Obviously, Christmas and blue cheese are more or less synonyms. As much as I love Stilton, today I want to strike a blow for some other blue cheeses that will enrich your Christmas table. Some say the reason Stilton is so popular at Christmas is because that’s when the cheese were at its best, made of milk from cows fed on fresh nutritious grass from the second growth. That’s what they say anyway, I doubt there would be enough Stilton for the festive season these days if they were to depend on cheese only made through August or thereabout. I will definitely also have some other cheeses as well, blue as well as soft and semi hard cheeses.

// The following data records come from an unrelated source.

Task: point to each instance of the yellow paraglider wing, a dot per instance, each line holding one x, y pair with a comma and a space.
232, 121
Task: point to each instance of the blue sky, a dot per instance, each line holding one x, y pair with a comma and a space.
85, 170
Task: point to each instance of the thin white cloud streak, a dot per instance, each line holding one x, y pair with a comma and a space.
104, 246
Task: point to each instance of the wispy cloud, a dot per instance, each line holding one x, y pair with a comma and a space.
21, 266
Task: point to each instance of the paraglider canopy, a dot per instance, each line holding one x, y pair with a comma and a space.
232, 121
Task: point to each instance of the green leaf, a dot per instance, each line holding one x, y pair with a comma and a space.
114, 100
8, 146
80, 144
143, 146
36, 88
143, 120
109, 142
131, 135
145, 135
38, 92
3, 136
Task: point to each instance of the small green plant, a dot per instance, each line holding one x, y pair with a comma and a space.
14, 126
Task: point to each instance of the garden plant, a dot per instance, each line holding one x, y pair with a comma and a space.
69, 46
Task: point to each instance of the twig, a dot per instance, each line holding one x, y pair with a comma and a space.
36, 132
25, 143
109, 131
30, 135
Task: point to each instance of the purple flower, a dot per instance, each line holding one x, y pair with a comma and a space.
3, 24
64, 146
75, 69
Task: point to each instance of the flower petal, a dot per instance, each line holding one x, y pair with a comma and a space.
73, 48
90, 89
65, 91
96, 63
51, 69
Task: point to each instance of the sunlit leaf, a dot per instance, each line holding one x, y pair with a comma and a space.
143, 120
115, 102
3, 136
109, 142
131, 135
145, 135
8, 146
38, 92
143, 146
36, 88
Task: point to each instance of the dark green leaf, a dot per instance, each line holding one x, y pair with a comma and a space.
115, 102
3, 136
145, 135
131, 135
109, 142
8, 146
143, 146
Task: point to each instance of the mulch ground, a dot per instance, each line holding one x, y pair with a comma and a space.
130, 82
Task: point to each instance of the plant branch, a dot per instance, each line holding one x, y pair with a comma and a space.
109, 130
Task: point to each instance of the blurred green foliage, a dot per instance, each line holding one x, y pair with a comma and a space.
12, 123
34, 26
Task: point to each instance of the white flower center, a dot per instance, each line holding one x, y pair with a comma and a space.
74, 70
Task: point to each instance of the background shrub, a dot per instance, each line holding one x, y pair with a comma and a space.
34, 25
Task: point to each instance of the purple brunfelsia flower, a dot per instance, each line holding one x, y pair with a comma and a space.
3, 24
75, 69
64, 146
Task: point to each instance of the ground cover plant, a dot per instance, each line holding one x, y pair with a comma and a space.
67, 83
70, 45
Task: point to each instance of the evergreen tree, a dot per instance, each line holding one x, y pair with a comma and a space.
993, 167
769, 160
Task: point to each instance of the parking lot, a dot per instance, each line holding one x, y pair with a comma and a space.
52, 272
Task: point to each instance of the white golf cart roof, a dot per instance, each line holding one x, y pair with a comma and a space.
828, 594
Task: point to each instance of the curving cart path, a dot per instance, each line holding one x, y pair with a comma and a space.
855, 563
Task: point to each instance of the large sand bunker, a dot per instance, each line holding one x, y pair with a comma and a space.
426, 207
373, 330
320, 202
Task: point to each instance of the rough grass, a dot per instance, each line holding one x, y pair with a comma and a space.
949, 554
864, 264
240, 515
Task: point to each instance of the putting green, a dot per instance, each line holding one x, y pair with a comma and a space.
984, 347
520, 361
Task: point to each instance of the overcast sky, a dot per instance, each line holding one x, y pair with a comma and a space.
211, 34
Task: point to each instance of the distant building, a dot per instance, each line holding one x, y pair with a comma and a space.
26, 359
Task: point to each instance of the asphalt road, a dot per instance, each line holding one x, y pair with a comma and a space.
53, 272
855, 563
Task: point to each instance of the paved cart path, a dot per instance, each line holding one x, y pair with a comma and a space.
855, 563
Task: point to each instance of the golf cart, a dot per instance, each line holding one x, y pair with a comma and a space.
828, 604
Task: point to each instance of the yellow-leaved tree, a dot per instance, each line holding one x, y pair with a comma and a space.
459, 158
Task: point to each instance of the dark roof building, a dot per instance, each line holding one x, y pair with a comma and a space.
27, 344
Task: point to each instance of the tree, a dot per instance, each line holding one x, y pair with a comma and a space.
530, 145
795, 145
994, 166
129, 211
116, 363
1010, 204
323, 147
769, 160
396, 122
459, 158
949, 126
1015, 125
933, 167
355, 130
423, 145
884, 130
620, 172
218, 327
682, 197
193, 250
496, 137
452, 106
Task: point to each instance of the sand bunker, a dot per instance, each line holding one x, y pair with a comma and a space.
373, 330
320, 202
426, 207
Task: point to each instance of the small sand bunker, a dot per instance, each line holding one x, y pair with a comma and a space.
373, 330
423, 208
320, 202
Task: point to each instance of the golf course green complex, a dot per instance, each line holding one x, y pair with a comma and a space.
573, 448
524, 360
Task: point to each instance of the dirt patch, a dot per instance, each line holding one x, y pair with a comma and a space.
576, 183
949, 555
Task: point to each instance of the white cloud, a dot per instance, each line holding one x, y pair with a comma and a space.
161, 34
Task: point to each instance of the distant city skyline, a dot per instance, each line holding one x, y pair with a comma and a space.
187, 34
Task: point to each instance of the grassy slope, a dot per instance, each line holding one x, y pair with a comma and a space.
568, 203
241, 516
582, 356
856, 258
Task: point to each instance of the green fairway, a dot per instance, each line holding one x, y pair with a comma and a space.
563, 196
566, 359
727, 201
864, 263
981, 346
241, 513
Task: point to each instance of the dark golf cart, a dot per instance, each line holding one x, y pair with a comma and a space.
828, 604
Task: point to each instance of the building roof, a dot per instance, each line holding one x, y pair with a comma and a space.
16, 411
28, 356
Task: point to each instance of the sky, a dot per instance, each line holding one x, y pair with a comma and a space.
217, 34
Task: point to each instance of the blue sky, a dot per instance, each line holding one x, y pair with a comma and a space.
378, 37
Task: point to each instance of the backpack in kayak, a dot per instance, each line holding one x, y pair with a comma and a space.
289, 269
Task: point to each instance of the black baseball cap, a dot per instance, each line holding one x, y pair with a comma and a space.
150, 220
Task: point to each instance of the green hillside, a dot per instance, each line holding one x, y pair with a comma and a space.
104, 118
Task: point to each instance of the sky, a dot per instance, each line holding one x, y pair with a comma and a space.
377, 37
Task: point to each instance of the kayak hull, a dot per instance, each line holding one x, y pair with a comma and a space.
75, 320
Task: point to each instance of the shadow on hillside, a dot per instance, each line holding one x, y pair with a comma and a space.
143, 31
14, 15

The Three Norwegian Artisan Blue Cheeses

Kraftkar, Råblå and Fønix are three well known domestic artisan blue cheeses in Norway. Kraftkar won the 2016 World Cheese Awards in San Sebastian, which has earned it a certain world wide reputation, but the two others are not well known outside of Norway. A pity really, because they are both very good cheeses. And to taste them you will probably have to make the trip to Norway. Make a note of the names though, one day.. They are all made from cows’ milk, though Råblå gets som goats’ milk added during springtime. Fønix and Råblå are organic and from raw milk, while Kraftkar gets some cream added to enrich the flavour and gain some sweetness. They are all very well made. If you live in Barcelona there is a fair chance you may come across Kraftkar.

French for Christmas?

Blue cheese
Bleu des Causses

Bleu des Causses is a blue cheese of raw cows’ milk with AOP protection. Mind you, it also comes as a pasteurised version. From the Midi-Pyrenées, France. Matured from 70 days and up to six months in limestone caves in Tarn. Initially, this cheese was made from a mix of ewe’s milk and goats’ or cows’ milk, but after it got its AOP protection it has been made of cows’ milk only. Creamy and oily texture. Great blue veins. Powerful, balanced with hints of milk, spices and some bitter substances. Distinct but well integrated, salty taste. With the exception of the milk, it has much in common with Roquefort.

No Blue Stilton?

Well, what about a real Blue Stilton as it used to be? There is one, but it is not officially a Stilton because it is made of raw milk. Stichelton comes from Nottinghamshire and is made using a very old Blue Stilton recipe. As it is, Stilton, both blue and white are protected and require pasteurised milk being used. So Stichelton is disqualified. Sad, because it is a good cheese, more opulent that the “real” blue stiltons, artisan and may have variations from season to season. Anything from fine acidity to toast to beef stock. That is part of the charm. If you have not tried it, you should. Christmas is a fine opportunity.

Breakfast or supper?

For the three Norwegians and the French you can choose. You can just as well have them on toast for breakfast with tea or coffee, as with a glass of port or some other favourite pairing of yours, for supper. The Stichelton I would save for supper or the dinner party with a glass of matured Tawny to go along.